Govt to probe offloading of beetle-infested wood in GB


Tribune Freeport Reporter


THE Bahamas Government has launched an investigation into the offloading of wood reportedly infested with an invasive beetle by a Panama-registered cargo vessel at Grand Bahama last week.

The infested wood was taken to the Pineridge Landfill in Freeport where it was fumigated and burned, according to a press statement released by the Government through Bahamas Information Services.

It was reported that the wood “was offloaded without the prior knowledge, consent or approval” of the relevant Bahamian authorities.

Several government agencies and the Police are investigating the circumstances concerning any breach of the country’s laws and procedures regarding the incident that occurred on July 24 when the Pan Jasmine cargo vessel arrived.

Environmental activist Joseph Darville brought the matter to the public’s attention and expressed outrage after he learned the cargo vessel was allowed to offload wood allegedly infested with an Asian beetle that destroys crops and trees.

Prior to arrival in Grand Bahama, the Pan Jasmine was initially banned by US Federal Agents near New Orleans from entering the US after officials discovered that the cargo of wood was infested.

The vessel departed US waters on July 21 enroute to Freeport for wood service disposal.

A statement issued by BIS indicated that on July 24 the Customs Department was made aware that a ship entered the territorial waters and declared in ballast or no cargo.

“Based on information received an investigation has been launched by an inter-agency committee made up of the Department of Public Prosecutions, Bahama Customs, the Royal Bahamas Police Force, the Department of Environmental Health Services, the Ministry of Agriculture and Marine Resources, the Office of the Prime Minister Grand Bahama, the Department of Forestry, and the Department Environmental Planning and Protection concerning the offloading of suspected unidentified insect infestation of dunnage or rough wood used for packaging that was offloaded at a location near the Freeport Harbour and transported to the Pineridge Landfill.

“The suspected dunnage was offloaded without the prior knowledge, consent or approval of the relevant Government Agencies, including the Bahamas Customs, the Department Environmental Health Services and the Ministry of Agriculture and Marine Resources.”

It was noted steps were taken once the various government agencies became aware that the cargo was at the landfill.

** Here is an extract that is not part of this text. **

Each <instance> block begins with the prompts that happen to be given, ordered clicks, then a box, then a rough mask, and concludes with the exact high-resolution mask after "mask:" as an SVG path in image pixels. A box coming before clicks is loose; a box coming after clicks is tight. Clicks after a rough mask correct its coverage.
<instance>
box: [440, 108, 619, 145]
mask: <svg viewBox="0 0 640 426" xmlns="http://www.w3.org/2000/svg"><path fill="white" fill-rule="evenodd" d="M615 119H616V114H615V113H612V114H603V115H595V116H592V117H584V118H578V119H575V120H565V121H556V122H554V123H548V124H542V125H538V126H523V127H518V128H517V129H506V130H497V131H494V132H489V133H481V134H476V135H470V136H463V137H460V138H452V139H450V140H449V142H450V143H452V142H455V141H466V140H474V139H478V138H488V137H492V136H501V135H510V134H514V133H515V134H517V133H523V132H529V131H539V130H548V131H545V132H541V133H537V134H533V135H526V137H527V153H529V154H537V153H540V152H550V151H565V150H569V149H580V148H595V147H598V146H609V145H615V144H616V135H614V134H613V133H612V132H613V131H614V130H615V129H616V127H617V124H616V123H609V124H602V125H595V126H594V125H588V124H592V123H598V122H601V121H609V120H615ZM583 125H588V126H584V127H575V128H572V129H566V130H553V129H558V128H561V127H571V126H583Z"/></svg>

Firstly, a private company was hired to fumigate two remaining bins at the site and the surrounding area, as well as the barge that transported the dunnage from the vessel to shore.

Secondly, all the dunnage was fumigated at the landfill along with other debris that was in the immediate vicinity.

This was under the immediate supervision of The Department of Environmental Health Services, the Ministry of Agriculture and Marine Resources, Royal Bahamas Police Fire Department, and the leadership team of the Sanitation Services.

Thirdly, after the fumigation process the incineration was carried out of the dunnage; and fourthly, the team identified all bins that were used to transport the dunnage and fumigation of the bins were conducted.

“The Bahamas Government takes this breach of its laws and procedures seriously and will pursue this matter to the fullest extent of the law. An investigation is presently underway,” the statement read.

Mr Darville, chairman of Save the Bays environmental group, expressed concern about The Bahamas becoming a dumping ground for harmful materials.

“How can something like that happen in a modern city like Freeport? Who allowed them to offload that stuff?” he asked.

“This is unbelievable. I hope whatever authorities in this country would get onto that immediately.”


ThisIsOurs 1 year, 3 months ago

This should help with the investigation:

"Mr Hepburn said the disposal of ship slops (oils), dunnage and other waste had long been part of Freeport’s maritime industry.

With trash often amounting to as much as 10-15 cubic metres, he added that such disposals were regular work features for shipping agents and their sub-contractors plus their sub-contractors. And Mr Hepburn said they were dealing with materials “rejected by the United States) on every single occasion.

This happens every week. No one makes a big deal about it, but because Joe Darville and a few activists got up in arms about it the Government feels they need to respond,” one source, speaking on condition of anonymity, told this newspaper."


rosiepi 1 year, 3 months ago

Utterly pathetic. There is no operational environmental protection in the Bahamas.